S’agissant, de l'élimination totale du torchage de gaz lié à la production pétrolière, le Gouvernement Algérien et Sonatrach la voient possible pour  l'horizon 2010.  Tout cela sera rendu possible grâce à la politique volontariste développé par Sonatrach pour la réduction du torchage et également au recours au partenariat ainsi qu’aux mécanismes de financement internationaux tel que le Mécanisme de Développement Propre.

Cette option stratégique s’inscrit pleinement dans les objectifs de la nouvelle politique énergétique nationale qui accorde une place privilégiée à la protection de l’environnement et la promotion du développement durable. 
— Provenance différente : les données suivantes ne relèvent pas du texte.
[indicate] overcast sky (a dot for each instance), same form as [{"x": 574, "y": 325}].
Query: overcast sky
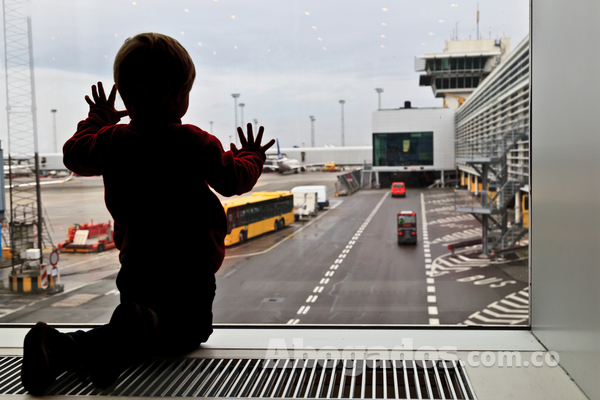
[{"x": 288, "y": 59}]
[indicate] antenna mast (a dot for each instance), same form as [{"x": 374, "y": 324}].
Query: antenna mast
[
  {"x": 477, "y": 21},
  {"x": 26, "y": 220}
]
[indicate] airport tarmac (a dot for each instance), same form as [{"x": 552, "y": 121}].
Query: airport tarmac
[{"x": 343, "y": 266}]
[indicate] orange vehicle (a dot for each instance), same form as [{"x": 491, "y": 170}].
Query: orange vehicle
[
  {"x": 398, "y": 189},
  {"x": 407, "y": 227}
]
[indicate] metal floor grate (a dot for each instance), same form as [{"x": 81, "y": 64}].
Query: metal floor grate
[{"x": 257, "y": 378}]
Madame la Ministre, Mesdames, Messieurs,


En ce qui concerne les résultats auxquels a abouti cette rencontre qui clôture plusieurs mois de collaboration, un travail intensif mené conjointement avec les experts de la Banque Mondiale a permis le renforcement des capacités en matière d’élaboration de projets de Mécanismes de Développement Propre (MDP).

En effet, ce travail a permis également de mieux cerner l’opportunité et la rentabilité  des projets de récupération des gaz torchés au niveau de quelques champs pétroliers considérés préalablement non rentables tel que le projet pilote de réduction des gaz torchés à Ohanet.

L’Algérie est intéressée par les crédits carbones, un mode de financement qui serait d’une utilité certaine pour la réalisation de projets ayant un important impact en terme de protection de l’environnement en général et en terme de réduction des émissions de gaz à effet de serre en particulier.


Madame la Ministre, Mesdames, Messieurs,


En réitérant  la disponibilité de l’Algérie à participer activement à l’élimination des gaz torchés, je voudrais avant de terminer, remercier encore une fois Madame la Ministre d’avoir bien voulu être parmi nous, l’organisateur ainsi que tous les participants et particulièrement les représentant de la Banque Mondiale.

Je souhaite à tous un bon retour et déclare clos ce workshop.